Lagaş, Ur-Nanşe hanedanı
döneminde, sömürge savaşları yaparak, kısa bir süre için de olsa, tüm Sümer
ülkesini hâkimiyeti altına aldı. Sonra, bir yüzyıl içinde de eline geçirdiği
toprakları kaybederek, eski Kent devleti sınırlarına geri çekildi. Lagaş ve
halkı zayıf düşmüştü. Hâkim sınıflar, savaşlar için, kişi haklarını ihlal
etmişlerdi, vergileri dayanılamaz derecede arttırmışlardı, angarya artık
çekilemez bir mertebeye erişmişti. Lagaş halkı gün geçtikçe fakirleşiyordu.
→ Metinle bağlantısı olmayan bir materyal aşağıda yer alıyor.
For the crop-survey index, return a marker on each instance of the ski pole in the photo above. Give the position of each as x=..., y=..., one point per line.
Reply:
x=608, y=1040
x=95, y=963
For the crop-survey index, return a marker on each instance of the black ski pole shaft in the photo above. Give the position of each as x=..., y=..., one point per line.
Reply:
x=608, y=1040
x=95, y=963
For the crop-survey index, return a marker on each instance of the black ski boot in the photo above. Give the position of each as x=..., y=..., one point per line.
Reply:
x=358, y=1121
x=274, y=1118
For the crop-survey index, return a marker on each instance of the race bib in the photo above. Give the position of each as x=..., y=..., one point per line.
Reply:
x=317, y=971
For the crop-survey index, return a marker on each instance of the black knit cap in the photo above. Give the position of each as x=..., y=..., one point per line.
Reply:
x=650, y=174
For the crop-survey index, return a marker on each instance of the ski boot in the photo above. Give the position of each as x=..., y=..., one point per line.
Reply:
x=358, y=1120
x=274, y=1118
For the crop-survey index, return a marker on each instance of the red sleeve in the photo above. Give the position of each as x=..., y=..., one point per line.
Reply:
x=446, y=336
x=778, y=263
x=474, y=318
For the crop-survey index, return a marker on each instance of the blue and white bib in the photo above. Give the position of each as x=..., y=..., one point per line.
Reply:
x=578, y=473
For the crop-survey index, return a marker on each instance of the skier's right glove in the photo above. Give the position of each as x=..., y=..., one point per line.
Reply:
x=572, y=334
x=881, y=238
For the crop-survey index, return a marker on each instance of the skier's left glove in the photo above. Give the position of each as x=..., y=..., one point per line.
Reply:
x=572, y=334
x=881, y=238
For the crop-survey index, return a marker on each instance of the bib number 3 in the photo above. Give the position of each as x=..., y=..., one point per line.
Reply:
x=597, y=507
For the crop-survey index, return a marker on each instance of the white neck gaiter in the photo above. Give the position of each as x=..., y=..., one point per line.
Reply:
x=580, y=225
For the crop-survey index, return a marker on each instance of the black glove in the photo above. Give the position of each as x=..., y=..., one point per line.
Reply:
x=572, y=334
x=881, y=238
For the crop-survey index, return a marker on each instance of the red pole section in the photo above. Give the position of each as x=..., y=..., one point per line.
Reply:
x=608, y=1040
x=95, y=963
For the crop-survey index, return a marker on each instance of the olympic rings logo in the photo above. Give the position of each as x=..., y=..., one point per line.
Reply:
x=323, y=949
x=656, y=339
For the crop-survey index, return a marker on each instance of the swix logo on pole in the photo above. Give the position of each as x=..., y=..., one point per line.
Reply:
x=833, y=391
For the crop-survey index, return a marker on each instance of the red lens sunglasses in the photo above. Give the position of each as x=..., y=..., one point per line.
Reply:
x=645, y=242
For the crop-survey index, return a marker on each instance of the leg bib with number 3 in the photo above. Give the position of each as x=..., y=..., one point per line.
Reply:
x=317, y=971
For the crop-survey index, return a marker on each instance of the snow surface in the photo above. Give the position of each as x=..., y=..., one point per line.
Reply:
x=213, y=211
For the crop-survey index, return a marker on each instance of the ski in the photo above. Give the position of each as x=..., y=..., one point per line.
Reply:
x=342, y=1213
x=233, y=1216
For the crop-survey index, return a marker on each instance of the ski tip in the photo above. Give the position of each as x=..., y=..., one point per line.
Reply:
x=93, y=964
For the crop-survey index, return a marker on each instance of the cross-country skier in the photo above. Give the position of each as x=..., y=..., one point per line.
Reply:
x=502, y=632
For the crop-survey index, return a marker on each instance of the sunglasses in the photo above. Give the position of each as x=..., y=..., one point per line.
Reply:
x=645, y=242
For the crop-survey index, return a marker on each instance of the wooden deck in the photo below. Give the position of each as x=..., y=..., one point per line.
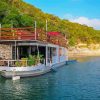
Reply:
x=28, y=33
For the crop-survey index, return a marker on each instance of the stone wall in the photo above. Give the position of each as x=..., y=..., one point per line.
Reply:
x=5, y=51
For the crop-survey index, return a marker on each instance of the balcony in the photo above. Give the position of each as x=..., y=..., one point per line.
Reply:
x=28, y=33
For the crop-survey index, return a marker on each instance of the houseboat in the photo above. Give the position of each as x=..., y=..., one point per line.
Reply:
x=30, y=52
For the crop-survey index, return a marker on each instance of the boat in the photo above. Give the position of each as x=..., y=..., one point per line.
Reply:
x=21, y=50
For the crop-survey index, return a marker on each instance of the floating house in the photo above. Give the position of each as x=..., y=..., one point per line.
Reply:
x=29, y=51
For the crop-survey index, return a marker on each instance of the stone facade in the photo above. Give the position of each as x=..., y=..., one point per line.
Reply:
x=5, y=51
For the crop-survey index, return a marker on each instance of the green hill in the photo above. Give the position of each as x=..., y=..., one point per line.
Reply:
x=22, y=14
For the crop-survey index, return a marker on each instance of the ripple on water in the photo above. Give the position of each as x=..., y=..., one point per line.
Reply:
x=78, y=81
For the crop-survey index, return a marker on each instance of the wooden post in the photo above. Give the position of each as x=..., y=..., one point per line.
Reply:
x=15, y=50
x=46, y=55
x=17, y=53
x=0, y=31
x=57, y=51
x=35, y=31
x=46, y=29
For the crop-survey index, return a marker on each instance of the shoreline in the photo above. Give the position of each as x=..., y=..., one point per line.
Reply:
x=83, y=53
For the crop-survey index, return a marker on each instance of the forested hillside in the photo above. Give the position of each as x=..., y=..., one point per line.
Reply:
x=21, y=14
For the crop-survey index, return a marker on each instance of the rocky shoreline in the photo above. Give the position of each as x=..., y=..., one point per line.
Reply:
x=83, y=52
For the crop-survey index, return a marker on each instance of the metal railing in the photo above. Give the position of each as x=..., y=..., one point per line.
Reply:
x=16, y=63
x=28, y=33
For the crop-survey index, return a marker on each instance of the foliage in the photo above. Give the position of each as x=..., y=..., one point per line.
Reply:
x=21, y=14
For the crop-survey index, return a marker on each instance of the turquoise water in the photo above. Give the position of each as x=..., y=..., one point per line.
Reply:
x=77, y=81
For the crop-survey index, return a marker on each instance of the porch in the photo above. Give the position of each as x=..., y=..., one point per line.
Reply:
x=20, y=51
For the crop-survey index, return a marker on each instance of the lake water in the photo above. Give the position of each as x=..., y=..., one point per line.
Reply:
x=77, y=81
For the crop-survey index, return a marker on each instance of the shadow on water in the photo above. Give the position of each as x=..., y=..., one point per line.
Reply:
x=78, y=81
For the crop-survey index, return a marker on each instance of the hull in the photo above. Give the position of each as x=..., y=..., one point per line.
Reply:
x=9, y=74
x=29, y=71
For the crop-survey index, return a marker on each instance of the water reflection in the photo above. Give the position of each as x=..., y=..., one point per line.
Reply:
x=78, y=81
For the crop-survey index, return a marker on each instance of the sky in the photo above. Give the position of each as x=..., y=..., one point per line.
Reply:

Bütün denetim mekanizmaları sarayın ve onun bürokratlarının elindeydi. Savaş
sırasında, denetimler çok büyük kazanç kapıları haline gelmişlerdi. Savaşlar
kaybedilirken ve Lagaş fakirleşirken, bu kolay kazançlardan tabii ki saray ve
bürokrasi vazgeçemezdi. Rüşvet ve yolsuzluk başını almış gitmişti.